Сам не знаю, как это получилось, но, возобновив путь домой, поднимаясь по улице Дурбан, круто идущей вверх, и пребывая в самом дурном расположении духа, я задался вопросом: а если в итоге окажется, что сегодняшний день не столь уж и важен, как мне видится? Если, поменяв собственный литературный метод и стиль, я так-таки ничего не переменю в своей жизни, а ведь по сути лишь это имеет значение. И тут же у меня в голове составилась некая теория, которая позволила мне выйти из тупикового состояния; я подумал: а вдруг на самом деле вся эта любовная дилемма нужна мне для того, чтобы чувствовать себя живым и чем-нибудь занять голову, – иными словами, я подумал: а может, все мои любовные метания на самом деле защищают меня от куда более серьезного зла, от зла, на которое пришла пора взглянуть честно, оно сводится к следующему: когда мне придет пора умирать, со мной вместе умрут мои сомнения и борьба с самим собой, и та вечная любовная дилемма, которая разрывает меня на части, и еще со мной вместе умрут – сказал я себе – все до одной мои страсти и склонности, любопытство и тяга к шпионству; иначе говоря, со мной вместе умрет все, а польза от этого будет одна, одно хорошее – с моей смертью мир станет гораздо проще.
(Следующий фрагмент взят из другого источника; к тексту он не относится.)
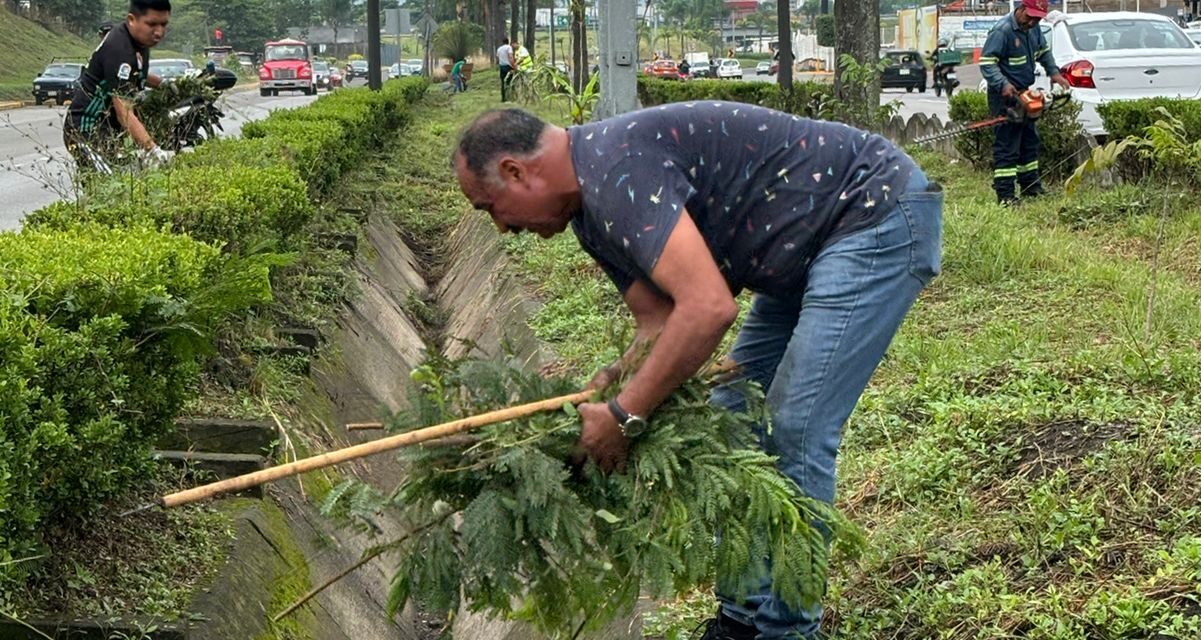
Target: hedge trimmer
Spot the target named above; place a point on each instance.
(1031, 105)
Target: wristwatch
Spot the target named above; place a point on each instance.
(631, 425)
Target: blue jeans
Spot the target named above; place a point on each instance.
(814, 354)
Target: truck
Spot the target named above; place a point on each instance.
(699, 65)
(286, 67)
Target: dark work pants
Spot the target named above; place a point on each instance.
(1015, 156)
(506, 71)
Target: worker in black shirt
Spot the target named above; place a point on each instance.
(101, 109)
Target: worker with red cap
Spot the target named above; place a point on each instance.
(1015, 43)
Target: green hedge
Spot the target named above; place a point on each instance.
(106, 317)
(100, 336)
(1058, 130)
(1131, 118)
(234, 205)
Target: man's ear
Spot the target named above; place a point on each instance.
(511, 171)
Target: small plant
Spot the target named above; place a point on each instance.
(567, 548)
(458, 40)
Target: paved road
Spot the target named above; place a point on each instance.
(34, 162)
(909, 103)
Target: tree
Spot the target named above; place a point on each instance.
(784, 30)
(858, 34)
(246, 24)
(334, 13)
(531, 12)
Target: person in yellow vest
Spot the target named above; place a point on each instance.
(525, 61)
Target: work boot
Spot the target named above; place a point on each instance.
(723, 628)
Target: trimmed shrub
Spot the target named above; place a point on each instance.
(1058, 130)
(1131, 118)
(234, 205)
(100, 336)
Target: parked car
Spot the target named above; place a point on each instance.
(699, 66)
(1123, 55)
(321, 75)
(287, 66)
(663, 69)
(729, 67)
(357, 69)
(169, 69)
(57, 82)
(904, 70)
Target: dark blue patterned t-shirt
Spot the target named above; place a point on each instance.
(766, 190)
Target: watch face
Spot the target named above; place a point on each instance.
(633, 428)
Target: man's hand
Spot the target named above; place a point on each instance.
(604, 377)
(155, 156)
(602, 438)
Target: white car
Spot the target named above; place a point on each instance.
(169, 69)
(729, 67)
(1123, 55)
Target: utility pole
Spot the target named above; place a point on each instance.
(374, 79)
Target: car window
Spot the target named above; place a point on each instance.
(61, 71)
(286, 53)
(1110, 35)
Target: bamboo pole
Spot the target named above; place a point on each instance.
(369, 448)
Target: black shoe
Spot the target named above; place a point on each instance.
(723, 628)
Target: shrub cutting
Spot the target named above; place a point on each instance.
(560, 544)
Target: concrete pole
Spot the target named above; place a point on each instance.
(619, 73)
(374, 79)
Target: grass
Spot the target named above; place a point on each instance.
(90, 572)
(1027, 460)
(27, 47)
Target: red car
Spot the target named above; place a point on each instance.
(663, 69)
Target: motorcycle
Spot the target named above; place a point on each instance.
(945, 79)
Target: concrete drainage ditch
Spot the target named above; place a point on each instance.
(282, 545)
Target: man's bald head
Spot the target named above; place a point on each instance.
(497, 133)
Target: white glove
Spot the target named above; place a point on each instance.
(155, 156)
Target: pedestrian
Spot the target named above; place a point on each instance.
(101, 111)
(505, 58)
(456, 81)
(683, 205)
(1015, 43)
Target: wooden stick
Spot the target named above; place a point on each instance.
(717, 369)
(369, 448)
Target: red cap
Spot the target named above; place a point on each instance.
(1035, 9)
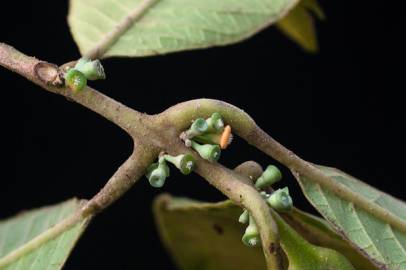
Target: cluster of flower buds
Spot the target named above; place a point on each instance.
(208, 136)
(158, 172)
(85, 69)
(279, 200)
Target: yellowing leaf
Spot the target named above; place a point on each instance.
(299, 24)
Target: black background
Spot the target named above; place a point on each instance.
(342, 107)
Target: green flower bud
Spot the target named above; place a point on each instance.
(184, 163)
(251, 236)
(208, 138)
(244, 217)
(75, 80)
(157, 174)
(269, 177)
(198, 127)
(215, 123)
(93, 70)
(209, 152)
(280, 200)
(222, 139)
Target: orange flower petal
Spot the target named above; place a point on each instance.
(225, 137)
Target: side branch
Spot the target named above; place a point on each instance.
(123, 179)
(47, 76)
(237, 186)
(243, 125)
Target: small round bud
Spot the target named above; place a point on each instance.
(185, 163)
(251, 236)
(93, 70)
(280, 200)
(198, 127)
(215, 123)
(244, 217)
(209, 152)
(157, 174)
(269, 177)
(75, 80)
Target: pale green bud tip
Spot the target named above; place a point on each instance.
(75, 80)
(244, 217)
(93, 70)
(157, 174)
(199, 125)
(185, 163)
(209, 152)
(269, 177)
(251, 236)
(215, 122)
(280, 200)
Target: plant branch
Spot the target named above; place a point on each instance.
(123, 179)
(237, 186)
(111, 38)
(243, 125)
(46, 75)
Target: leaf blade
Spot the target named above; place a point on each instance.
(171, 25)
(207, 236)
(174, 228)
(379, 241)
(52, 254)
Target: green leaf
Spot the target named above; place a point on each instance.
(204, 236)
(299, 24)
(318, 232)
(169, 25)
(207, 236)
(16, 233)
(381, 242)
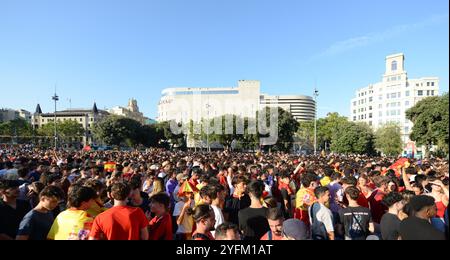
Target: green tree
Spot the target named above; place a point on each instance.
(19, 129)
(431, 122)
(388, 140)
(117, 130)
(350, 137)
(64, 129)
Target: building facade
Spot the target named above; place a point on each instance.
(303, 108)
(8, 115)
(387, 101)
(26, 115)
(185, 104)
(85, 117)
(131, 111)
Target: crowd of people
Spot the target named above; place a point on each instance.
(159, 194)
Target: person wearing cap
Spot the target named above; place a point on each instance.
(320, 217)
(390, 222)
(377, 207)
(12, 210)
(37, 223)
(205, 220)
(181, 178)
(294, 229)
(305, 197)
(165, 168)
(183, 219)
(418, 226)
(275, 217)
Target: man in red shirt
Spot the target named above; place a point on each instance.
(121, 222)
(275, 218)
(160, 227)
(205, 221)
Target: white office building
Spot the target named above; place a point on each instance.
(185, 104)
(387, 101)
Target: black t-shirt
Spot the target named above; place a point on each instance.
(253, 223)
(356, 225)
(10, 218)
(233, 205)
(414, 228)
(390, 227)
(285, 196)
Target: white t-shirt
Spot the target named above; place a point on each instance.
(219, 217)
(188, 222)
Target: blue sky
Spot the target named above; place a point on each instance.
(111, 50)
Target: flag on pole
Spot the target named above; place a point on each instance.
(400, 162)
(186, 187)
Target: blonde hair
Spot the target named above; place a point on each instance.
(158, 186)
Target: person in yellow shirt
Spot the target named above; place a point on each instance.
(305, 197)
(74, 223)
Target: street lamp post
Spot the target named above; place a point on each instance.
(55, 98)
(316, 94)
(207, 128)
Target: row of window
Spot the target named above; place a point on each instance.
(365, 93)
(429, 84)
(395, 95)
(205, 92)
(429, 93)
(394, 78)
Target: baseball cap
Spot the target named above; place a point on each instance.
(295, 229)
(7, 184)
(182, 176)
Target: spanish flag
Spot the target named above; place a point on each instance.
(110, 166)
Но и эта теория – средство, на которое я уповал, чтобы заглушить тревогу из-за любовной дилеммы, стоявшей передо мной, и это средство на деле, разумеется, было – в чем я тотчас и убедился – куда хуже самой болезни, и тогда я продолжил восхождение по улице Дурбан, и стало мне еще горше, чем прежде.
– Ничего, – сказал я себе, вспоминая слова отца, – на самом деле ничего особенного не происходит. В конце концов, смерть – это когда умирают. Вот и все.
Но в тот миг что-то все-таки происходило. По правде говоря, я чувствовал себя хуже некуда; продолжая шагать вверх по улице Дурбан, я чувствовал себя самым несчастным из всех несчастных.
Мне повезло.
Хорошо известно, что все привратники – как, впрочем, и таксисты – шпионы. Наш же консьерж, надо заметить, был исключением из правила. Когда в тот день я снова переступил порог своего дома, он даже не поднял глаз от книги – на сей раз от романа, и, как это ни парадоксально, назывался роман «Всегда все те же ценные бумаги – со времен Мата Хари». Поэтому он и не заметил моего покалеченного носа.
– Добрый день, – механически ответил он на мое приветствие. Он был не слишком словоохотлив и редко с кем вступал в беседу. Только один раз, как мне помнится, я застал его за оживленным разговором. Он болтал с моим соседом по лестничной площадке, и я навострил уши, чтобы незаметно подслушать, о чем идет речь; так вот, привратник рассуждал о месте, на котором построен наш дом, оно, мол, имело весьма загадочную историю.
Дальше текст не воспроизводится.